# Jumping lights !?



## chloey (Nov 2, 2004)

It happens all the time when i try to shot at night with a lot a lights...even if i do my best for not moving the camera during the shot ... what do i do wrong ?


----------



## vonnagy (Nov 2, 2004)

heehehee, lol tripods are useful for these type of shots.
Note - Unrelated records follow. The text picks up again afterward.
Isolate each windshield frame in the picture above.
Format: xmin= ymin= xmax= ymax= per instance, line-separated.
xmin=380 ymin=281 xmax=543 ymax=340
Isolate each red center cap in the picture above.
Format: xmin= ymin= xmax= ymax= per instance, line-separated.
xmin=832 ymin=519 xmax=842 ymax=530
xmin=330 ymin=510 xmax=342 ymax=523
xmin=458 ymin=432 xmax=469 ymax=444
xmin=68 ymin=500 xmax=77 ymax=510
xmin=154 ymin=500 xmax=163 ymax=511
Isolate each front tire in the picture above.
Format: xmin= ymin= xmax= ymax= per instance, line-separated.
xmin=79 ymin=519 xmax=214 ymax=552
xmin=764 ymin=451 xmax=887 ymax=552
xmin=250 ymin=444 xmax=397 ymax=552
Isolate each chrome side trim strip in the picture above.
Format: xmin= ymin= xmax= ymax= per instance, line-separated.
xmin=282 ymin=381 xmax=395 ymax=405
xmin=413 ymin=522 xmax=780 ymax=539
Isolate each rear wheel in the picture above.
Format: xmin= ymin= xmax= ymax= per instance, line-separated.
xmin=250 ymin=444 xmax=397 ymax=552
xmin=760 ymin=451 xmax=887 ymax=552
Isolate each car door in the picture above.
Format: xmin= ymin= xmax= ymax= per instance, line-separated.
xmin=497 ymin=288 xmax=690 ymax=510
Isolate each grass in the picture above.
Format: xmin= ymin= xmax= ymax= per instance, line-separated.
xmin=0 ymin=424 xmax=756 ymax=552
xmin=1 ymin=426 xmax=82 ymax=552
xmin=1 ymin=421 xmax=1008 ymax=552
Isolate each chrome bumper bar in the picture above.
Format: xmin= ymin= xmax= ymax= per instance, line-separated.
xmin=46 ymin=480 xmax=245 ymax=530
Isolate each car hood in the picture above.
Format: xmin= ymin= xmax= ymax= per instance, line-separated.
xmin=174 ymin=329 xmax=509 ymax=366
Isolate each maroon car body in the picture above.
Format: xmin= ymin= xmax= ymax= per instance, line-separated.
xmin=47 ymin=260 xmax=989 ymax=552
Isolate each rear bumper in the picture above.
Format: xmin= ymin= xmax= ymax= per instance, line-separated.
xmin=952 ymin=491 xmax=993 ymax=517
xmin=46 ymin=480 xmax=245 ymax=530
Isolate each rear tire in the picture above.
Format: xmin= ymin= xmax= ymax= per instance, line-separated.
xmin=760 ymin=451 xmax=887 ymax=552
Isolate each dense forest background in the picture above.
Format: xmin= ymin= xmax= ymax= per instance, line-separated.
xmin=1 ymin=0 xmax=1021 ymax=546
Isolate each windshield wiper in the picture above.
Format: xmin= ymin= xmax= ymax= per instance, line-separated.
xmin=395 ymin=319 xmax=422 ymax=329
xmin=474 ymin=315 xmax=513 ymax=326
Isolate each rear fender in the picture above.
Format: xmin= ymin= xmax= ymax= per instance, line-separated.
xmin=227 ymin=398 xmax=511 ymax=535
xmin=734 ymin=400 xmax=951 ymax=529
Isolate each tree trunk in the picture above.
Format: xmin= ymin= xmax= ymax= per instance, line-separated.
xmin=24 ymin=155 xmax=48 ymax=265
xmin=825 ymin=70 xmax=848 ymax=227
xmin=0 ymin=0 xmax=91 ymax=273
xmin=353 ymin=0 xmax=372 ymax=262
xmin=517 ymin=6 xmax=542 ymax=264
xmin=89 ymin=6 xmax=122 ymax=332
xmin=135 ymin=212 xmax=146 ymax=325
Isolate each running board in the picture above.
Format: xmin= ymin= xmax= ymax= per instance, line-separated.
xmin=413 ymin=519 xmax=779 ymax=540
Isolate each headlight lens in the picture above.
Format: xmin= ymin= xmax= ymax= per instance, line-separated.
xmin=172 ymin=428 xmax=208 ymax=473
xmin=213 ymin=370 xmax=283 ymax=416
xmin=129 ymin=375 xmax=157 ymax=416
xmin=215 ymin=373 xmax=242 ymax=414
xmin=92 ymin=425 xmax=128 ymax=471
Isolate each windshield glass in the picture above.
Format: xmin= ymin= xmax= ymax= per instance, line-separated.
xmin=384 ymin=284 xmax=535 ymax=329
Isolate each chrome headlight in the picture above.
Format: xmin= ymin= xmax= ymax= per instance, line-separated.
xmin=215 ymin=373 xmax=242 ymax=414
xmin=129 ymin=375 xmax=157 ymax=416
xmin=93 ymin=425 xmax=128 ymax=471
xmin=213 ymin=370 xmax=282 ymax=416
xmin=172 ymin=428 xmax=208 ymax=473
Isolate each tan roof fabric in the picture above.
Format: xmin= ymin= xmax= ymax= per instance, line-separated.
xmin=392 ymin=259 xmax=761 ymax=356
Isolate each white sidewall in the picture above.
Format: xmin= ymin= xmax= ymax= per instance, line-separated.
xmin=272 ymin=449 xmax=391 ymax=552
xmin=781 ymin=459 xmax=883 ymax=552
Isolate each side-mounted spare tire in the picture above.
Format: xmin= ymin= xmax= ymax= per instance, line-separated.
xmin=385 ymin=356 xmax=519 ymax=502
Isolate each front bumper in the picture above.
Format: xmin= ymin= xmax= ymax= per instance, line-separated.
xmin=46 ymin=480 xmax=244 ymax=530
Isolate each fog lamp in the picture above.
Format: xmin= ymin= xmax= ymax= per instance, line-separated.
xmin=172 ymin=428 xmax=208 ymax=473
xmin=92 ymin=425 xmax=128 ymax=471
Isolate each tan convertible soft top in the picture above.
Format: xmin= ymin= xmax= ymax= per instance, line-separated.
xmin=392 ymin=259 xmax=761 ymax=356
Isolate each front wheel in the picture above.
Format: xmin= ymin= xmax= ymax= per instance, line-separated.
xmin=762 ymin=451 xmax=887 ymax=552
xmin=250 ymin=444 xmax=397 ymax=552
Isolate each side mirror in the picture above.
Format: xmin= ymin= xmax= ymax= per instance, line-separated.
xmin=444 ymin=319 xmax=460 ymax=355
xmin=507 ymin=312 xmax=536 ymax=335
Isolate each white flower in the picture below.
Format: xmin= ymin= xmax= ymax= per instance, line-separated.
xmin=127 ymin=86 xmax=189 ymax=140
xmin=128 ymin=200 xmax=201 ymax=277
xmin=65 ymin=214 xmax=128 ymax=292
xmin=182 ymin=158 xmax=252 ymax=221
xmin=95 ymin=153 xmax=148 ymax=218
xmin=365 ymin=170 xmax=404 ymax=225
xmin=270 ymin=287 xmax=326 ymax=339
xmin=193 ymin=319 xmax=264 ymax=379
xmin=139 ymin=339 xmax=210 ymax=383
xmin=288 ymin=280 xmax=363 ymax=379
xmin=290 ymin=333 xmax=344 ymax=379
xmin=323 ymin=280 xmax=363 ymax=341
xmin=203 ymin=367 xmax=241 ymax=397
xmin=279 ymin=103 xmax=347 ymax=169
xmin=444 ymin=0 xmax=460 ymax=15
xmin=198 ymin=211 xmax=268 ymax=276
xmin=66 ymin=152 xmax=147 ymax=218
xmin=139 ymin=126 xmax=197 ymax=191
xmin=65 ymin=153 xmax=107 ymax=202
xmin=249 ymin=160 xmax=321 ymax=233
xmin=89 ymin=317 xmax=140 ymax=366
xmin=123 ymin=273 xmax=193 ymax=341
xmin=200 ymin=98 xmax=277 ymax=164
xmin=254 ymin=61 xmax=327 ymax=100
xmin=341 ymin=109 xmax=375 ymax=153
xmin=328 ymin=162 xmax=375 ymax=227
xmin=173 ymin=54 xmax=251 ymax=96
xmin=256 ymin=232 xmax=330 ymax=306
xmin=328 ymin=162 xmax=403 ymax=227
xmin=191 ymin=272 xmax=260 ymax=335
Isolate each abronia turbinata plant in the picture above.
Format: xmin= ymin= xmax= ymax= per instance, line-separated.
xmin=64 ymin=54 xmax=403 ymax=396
It looks like stuff is falling from the sky here


----------



## chloey (Nov 2, 2004)

You'll maybe think i have weird ideas but...that makes me think to HUGE spermatozoa...lol


----------



## Nytmair (Nov 10, 2004)

chloey said:
			
		

> You'll maybe think i have weird ideas but...that makes me think to HUGE spermatozoa...lol



i didn't think of that, but you're right :LOL:

but yeah, follow the wise vonnagy's advice and use a tripod... or like I used to do, use anything that's around... a railing, a bench... etc


----------



## chloey (Nov 10, 2004)

hum, good idea to use something around as a tripod ! i'll try next time =)


----------



## spacetuna (Nov 10, 2004)

Get yourself a cable release, you can blur the picture just by pushing the button too hard- even if it's on a tripod.


----------



## midgetsy (Nov 23, 2004)

there are some mini tripods. you know those tripods that fit right in your poket and have 3 little legs that come out? those are helpful when you dont wanna carry that huge 3 legged thing

this is the one i have:


----------



## jadin (Nov 29, 2004)

Is that a tripod in your pocket or you just happy to see me?


----------